The Harder They Fall is a boxing-themed 1956 Film Noir directed by Mark Robson, starring Humphrey Bogart and Rod Steiger.

Eddie Willis (Bogart) is a formerly-well-known sports columnist who finds himself unemployed after the newspaper he writes for folds. He receives a job offer from Nick Benko (Steiger), a deeply corrupt boxing promoter, to serve as press agent and publicist for Nick's new fighter, an Argentinian lummox named Toro Moreno (Mike Lane). Eddie isn't thrilled about working for a slimeball like Nick, but, lacking better options, he accepts.

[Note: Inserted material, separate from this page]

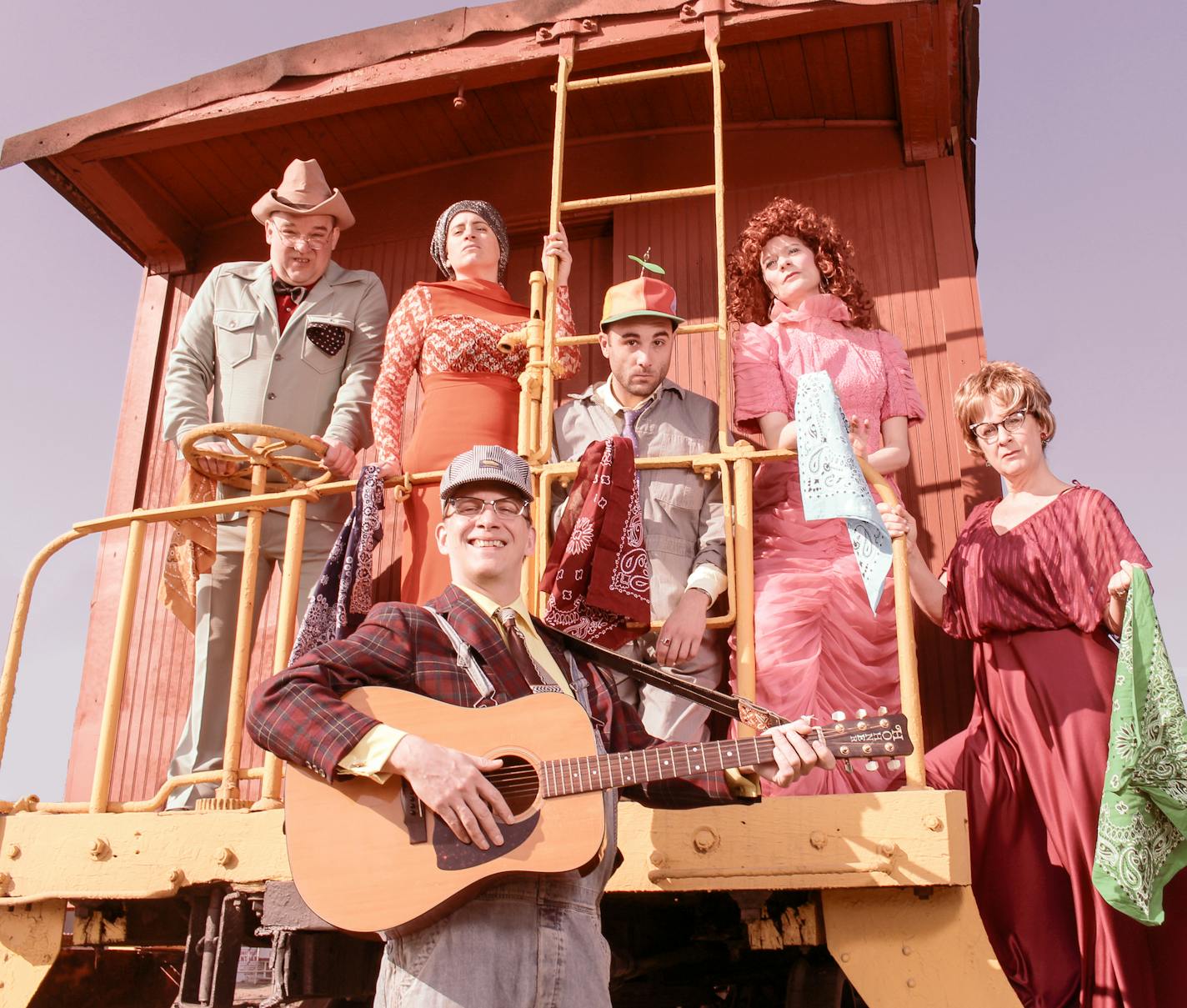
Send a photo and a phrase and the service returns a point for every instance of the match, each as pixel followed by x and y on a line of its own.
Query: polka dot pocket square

Eddie sees Toro sparring in the ring and is surprised to find out that Toro, despite his enormous size and strength, is actually a terrible boxer: slow, weak at punching, and the owner of a glass jaw. Nick then explains his real plan, which is to build Toro up into a contender by matching him up against a series of palookas who will all be paid to take a dive. Eventually this will pay off with a match against heavyweight champion Buddy Brannen, which will earn Nick (and supposedly Toro) a huge windfall. Eddie reluctantly goes along with the scam, helping build up Toro into a sensation, but is unprepared for the lengths Nick will go and the depths Nick will sink to in order to make some money.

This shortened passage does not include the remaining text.